Chinese authorities say 83 people will face charges over their involvement in riots early last month in Xinjiang. The list of suspects includes members of China's Muslim minority group, the Uighurs, as well as Han Chinese suspects.

Prosecutors in Xinjiang's capital of Urumqi say the Han and Uighur suspects will face a wide range of charges, from intentional homicide and injury to other robbery, vandalism and inciting ethnic tensions.

Unrest in Xinjiang began July 5 when a protest by ethnic Uighurs in Urumqi turned violent. Uighurs and Han Chinese clashed during the riots.

Officials did not say how many of the suspects were ethnically Han or how many were Uighurs. The number of the dead, injured and detained has been a heated point of debate between the Chinese government and overseas Uighur groups since the riots occurred.

Dilxat Raxit, the spokesman for the World Uighur Congress, says the fact that Han Chinese are among those charged gives him little assurance that the investigations of the riots will be fair.

Dilxat says he is extremely worried about those who have been detained and will be put on trial because he believes they will not receive the legal support they need. He says that in China's legal system there is no real legal process for Uighurs who have been sentenced, only political considerations.

Prosecutors tell Chinese state media they expect to file more indictments.

In addition to announcing the number of suspects, Chinese authorities now say that 718 people have been detained.

Previously, officials put the number of detained at more than 1,700. It was not immediately clear why there was a discrepancy or whether some had been released.

Dilxat says an independent United Nations investigation into the incident is needed because the sole source of information is the Chinese government.

Dilxat says that his group cannot believe the figures that have been released. He says numbers, such as the detainment of 718 people, are just an attempt by the government to cover up the larger number of Uighurs detained following the incident.

The exiled leader of the World Uighur Congress, Rebiya Kadeer, says as many as 10,000 have gone missing since the unrest. China calls the claim groundless.

China accuses Kadeer and the World Uighur Congress of orchestrating the violence in Xinjiang from overseas. It has enlisted her family to blame her for the unrest, publicizing their comments in state media.

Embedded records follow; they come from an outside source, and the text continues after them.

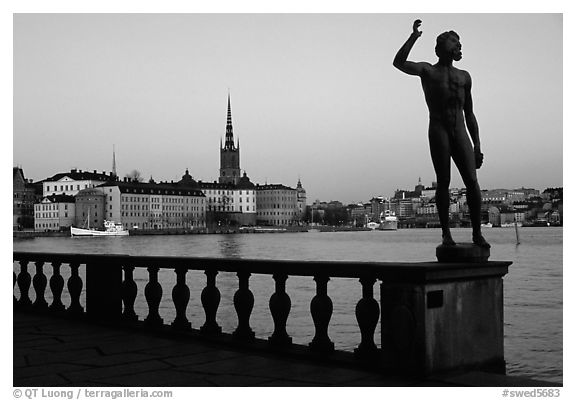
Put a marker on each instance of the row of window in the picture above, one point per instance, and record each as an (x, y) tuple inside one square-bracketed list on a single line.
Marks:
[(67, 187), (178, 200), (163, 215), (267, 213)]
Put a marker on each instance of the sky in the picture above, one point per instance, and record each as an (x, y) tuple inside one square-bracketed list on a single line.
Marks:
[(314, 97)]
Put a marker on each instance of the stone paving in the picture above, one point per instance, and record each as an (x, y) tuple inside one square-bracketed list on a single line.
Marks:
[(57, 352)]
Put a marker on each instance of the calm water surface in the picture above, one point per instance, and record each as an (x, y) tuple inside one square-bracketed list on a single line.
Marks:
[(532, 288)]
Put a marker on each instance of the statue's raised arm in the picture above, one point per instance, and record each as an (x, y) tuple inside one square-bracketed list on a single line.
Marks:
[(401, 60)]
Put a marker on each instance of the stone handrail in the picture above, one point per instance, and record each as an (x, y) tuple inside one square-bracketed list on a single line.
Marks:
[(433, 315)]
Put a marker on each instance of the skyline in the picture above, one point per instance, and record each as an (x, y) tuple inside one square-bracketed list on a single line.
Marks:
[(320, 87)]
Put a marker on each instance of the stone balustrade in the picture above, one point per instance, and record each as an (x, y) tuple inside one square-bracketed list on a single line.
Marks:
[(434, 316)]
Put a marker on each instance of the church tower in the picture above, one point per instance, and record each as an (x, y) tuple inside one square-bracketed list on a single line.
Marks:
[(229, 154)]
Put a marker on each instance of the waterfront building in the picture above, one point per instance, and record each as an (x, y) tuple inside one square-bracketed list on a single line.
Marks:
[(494, 216), (90, 208), (70, 183), (23, 198), (359, 213), (277, 205), (301, 197), (138, 205), (54, 213), (230, 204), (511, 217)]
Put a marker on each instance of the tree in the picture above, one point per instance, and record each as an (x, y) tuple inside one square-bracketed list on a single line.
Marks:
[(135, 175)]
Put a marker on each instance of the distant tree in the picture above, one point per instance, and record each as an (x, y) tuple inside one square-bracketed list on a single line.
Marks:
[(135, 175)]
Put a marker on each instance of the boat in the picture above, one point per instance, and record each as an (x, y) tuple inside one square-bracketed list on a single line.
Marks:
[(110, 229), (388, 221), (372, 225)]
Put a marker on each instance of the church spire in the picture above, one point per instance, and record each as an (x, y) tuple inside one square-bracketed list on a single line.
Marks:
[(114, 161), (229, 143)]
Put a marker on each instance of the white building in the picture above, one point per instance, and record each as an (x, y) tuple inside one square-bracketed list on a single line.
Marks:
[(54, 213), (146, 206), (70, 183)]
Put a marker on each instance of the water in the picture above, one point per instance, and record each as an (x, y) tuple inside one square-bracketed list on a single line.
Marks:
[(532, 288)]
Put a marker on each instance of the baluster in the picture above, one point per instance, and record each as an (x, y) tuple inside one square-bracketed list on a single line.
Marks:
[(56, 286), (15, 302), (40, 282), (75, 285), (321, 310), (129, 292), (367, 315), (280, 305), (24, 281), (210, 300), (181, 297), (243, 303), (153, 294)]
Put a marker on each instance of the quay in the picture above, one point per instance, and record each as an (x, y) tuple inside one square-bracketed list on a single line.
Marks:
[(441, 323)]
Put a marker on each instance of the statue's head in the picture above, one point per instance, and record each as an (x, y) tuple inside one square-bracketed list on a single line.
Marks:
[(448, 45)]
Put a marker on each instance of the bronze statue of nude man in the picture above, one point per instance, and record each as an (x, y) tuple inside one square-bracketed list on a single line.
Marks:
[(447, 91)]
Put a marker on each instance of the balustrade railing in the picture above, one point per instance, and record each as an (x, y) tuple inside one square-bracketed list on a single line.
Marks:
[(111, 292)]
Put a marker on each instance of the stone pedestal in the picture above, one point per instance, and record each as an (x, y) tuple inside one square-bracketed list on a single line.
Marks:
[(462, 252), (444, 316)]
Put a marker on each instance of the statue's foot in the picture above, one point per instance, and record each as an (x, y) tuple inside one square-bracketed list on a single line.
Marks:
[(479, 240), (448, 241)]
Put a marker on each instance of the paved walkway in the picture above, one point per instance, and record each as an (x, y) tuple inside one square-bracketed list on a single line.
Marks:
[(56, 352)]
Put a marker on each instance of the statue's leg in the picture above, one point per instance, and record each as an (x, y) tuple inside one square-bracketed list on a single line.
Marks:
[(440, 152), (466, 164)]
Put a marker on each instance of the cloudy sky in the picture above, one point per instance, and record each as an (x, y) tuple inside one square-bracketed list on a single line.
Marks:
[(313, 96)]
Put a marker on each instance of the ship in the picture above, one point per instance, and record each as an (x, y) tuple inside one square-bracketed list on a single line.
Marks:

Speaking Wednesday in Australia, where she is attending a film festival, Kadeer accused China of carrying out "psychological torture" on her children by forcing them to denounce her.

Kadeer says the Chinese government's attempts to turn her children against her are inhuman.

The Uighurs, a mostly Muslim Turkic-speaking people, make up nearly half of Xinjiang's 20 million population. They have complained for years of being marginalized due to the influx of Han Chinese, China's dominant ethnic group.